# 06 - Vector Database RAG

## Objectives
- Vector database setup (Chroma/FAISS)
- Job description embedding and retrieval
- RAG pipeline for context-aware questions
- Similarity search and relevance scoring

## Expected Output
RAG system for job-specific preparation

In [1]:
import os
from openai import OpenAI
from dotenv import load_dotenv

import nltk

from src.core.rag_pipeline import (
    VectorStoreConfig, setup_hybrid_vector_store,
    implement_adaptive_embeddings,
    create_semantic_chunking,
    implement_coarse_retrieval,
    create_fine_grained_filtering,
    build_metadata_fusion,
    setup_reranking_model,
    implement_listwise_reranking,
    optimize_reranking_batching,
    create_context_compression,
    implement_relevance_filtering,
    build_context_fusion,
    implement_aggressive_caching,
    optimize_retrieval_latency,
    create_fallback_strategies
)

## Phase 1: Advanced Vector Foundation

In [2]:
config = VectorStoreConfig(
    faiss_index_path="./data/faiss_index.idx",
    chroma_persist_dir="./data/chroma_db",
    embedding_dim=1536,
    n_clusters=100,
    metadata_fields=["job_role", "seniority", "domain", "company_size"]
)

faiss_index, chroma_collection = setup_hybrid_vector_store(config)

[RAG] Initializing hybrid vector store configuration
[RAG] FAISS IVF index created: 100 clusters, 1536D
[RAG] Chroma collection ready: 0 documents
[SUCCESS] Hybrid vector store configured successfully


In [3]:
load_dotenv()
openai_client = OpenAI(api_key=os.getenv("OPENAI_API_KEY"))
adaptive_embedder = implement_adaptive_embeddings(openai_client)

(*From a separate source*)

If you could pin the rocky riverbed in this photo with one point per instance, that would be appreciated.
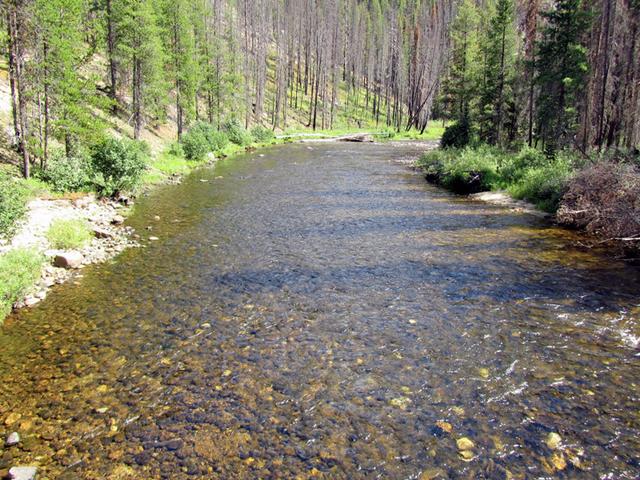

[RAG] Initializing adaptive embeddings system
[RAG] Fallback model loaded: BAAI/bge-large-en-v1.5
[RAG] Embedding 2 texts with adaptive strategy
[RAG] Primary embeddings completed: 0.96s, (2, 3072)
[RAG] Test embeddings shape: (2, 3072)
[SUCCESS] Adaptive embeddings system ready


In [4]:
try:
    nltk.data.find('tokenizers/punkt')
except LookupError:
    nltk.download('punkt')

try:
    nltk.data.find('tokenizers/punkt_tab')
except LookupError:
    nltk.download('punkt_tab')

semantic_chunker = create_semantic_chunking()

[RAG] Initializing semantic chunking system
[RAG] Semantic chunker initialized with all-MiniLM-L6-v2
[RAG] Test chunking: 5 chunks created
[RAG] Chunk 1: 195 chars
[RAG] Chunk 2: 256 chars
[RAG] Chunk 3: 224 chars
[RAG] Chunk 4: 193 chars
[RAG] Chunk 5: 184 chars
[SUCCESS] Semantic chunking system ready


## Phase 2: Hierarchical Retrieval Pipeline

In [5]:
coarse_retriever = implement_coarse_retrieval(adaptive_embedder)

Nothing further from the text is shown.